Rickson is in LA and moved into his new academy a few years back, the original academy was shared with a Karate school off Pico Blvd.

Royler lives in Brasil and is head instructor at Gracie Humaita with Rolker also teaching.

Judo is more traditional i think, BJJ is more modern but i guess it could be argued..maybe a better question for Bouncer, dpends on what you mean by traditional?

----------


## BOUNCER

> Judo is more traditional i think, BJJ is more modern but i guess it could be argued..maybe a better question for Bouncer, dpends on what you mean by traditional?
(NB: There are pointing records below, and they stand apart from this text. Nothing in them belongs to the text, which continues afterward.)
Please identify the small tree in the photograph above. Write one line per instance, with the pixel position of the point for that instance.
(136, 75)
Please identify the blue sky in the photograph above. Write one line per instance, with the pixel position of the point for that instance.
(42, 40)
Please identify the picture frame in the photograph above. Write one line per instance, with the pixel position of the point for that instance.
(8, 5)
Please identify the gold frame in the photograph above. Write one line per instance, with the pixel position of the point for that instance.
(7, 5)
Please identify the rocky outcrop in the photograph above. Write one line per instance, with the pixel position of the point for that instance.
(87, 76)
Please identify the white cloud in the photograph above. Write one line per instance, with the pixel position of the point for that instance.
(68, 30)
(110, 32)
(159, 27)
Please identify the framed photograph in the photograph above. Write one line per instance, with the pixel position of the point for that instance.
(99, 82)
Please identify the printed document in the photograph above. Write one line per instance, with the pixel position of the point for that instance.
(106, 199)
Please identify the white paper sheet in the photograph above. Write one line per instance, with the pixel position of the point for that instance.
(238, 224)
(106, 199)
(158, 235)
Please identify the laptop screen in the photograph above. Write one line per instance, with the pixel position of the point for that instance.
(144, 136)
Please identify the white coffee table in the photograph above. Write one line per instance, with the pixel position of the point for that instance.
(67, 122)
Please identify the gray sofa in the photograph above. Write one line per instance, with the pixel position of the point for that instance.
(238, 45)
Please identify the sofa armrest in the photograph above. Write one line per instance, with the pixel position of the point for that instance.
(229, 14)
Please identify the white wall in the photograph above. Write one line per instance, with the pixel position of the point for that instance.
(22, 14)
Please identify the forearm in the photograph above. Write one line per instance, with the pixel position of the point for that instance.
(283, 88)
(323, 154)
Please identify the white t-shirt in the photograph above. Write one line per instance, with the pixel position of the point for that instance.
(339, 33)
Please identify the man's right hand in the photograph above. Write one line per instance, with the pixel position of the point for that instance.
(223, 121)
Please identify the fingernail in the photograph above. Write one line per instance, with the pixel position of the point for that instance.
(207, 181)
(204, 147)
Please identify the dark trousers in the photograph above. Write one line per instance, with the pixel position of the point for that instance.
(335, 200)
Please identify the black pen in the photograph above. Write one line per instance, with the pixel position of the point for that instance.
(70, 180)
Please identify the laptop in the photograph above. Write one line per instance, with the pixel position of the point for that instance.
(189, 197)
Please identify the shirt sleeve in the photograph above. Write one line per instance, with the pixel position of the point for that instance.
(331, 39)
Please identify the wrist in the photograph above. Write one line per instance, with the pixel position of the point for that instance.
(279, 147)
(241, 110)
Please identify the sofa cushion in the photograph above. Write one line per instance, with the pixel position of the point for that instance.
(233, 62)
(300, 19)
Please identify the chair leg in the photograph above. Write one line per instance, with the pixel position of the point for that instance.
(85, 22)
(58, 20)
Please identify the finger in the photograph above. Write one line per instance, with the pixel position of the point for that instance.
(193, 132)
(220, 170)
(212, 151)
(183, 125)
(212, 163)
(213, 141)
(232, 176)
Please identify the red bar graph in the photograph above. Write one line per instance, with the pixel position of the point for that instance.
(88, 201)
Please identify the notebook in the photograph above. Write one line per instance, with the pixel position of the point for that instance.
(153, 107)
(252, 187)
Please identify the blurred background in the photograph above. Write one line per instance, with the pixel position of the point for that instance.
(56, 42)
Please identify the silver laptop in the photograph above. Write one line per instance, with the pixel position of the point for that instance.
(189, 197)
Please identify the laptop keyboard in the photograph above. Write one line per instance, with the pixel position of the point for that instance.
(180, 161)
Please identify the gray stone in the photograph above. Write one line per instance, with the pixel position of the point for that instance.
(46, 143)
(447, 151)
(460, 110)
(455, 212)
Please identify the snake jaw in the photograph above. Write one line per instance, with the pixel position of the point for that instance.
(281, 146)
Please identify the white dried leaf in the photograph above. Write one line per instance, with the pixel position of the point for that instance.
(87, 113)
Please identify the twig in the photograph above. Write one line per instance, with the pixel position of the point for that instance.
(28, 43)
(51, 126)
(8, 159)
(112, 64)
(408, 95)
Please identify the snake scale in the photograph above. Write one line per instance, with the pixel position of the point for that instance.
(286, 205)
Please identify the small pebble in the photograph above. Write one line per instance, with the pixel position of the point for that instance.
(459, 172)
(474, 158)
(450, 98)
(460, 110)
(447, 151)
More traditional in what sense?. Judo is Japanese so you have all the usual Japanese courtesies (sp'ing) to observe. I can't help but point questions regarding Judo to www.judoinfo.com here's a page on that site which might answer some questions regarding traditions

http://judoinfo.com/principles.htm

From reading this and other American based Martial arts boards I've observed one thing regarding BJJ and Judo, the _prices charged._ To me most of you guys are paying crazy fee's for BJJ instruction and a pitance for Judo!. That might be an important consideration in deciding which style to go for.

----------


## Panzerfaust

> More traditional in what sense?. Judo is Japanese so you have all the usual Japanese courtesies (sp'ing) to observe. I can't help but point questions regarding Judo to www.judoinfo.com here's a page on that site which might answer some questions regarding traditions
> 
> http://judoinfo.com/principles.htm
> 
> From reading this and other American based Martial arts boards I've observed one thing regarding BJJ and Judo, the _prices charged._ To me most of you guys are paying crazy fee's for BJJ instruction and a pitance for Judo!. That might be an important consideration in deciding which style to go for.



I agree, if you train under a Gracie you are gonna pay some $$$, then again alot of the no names that are getting BB's are trynig to charge alot more than they are worth.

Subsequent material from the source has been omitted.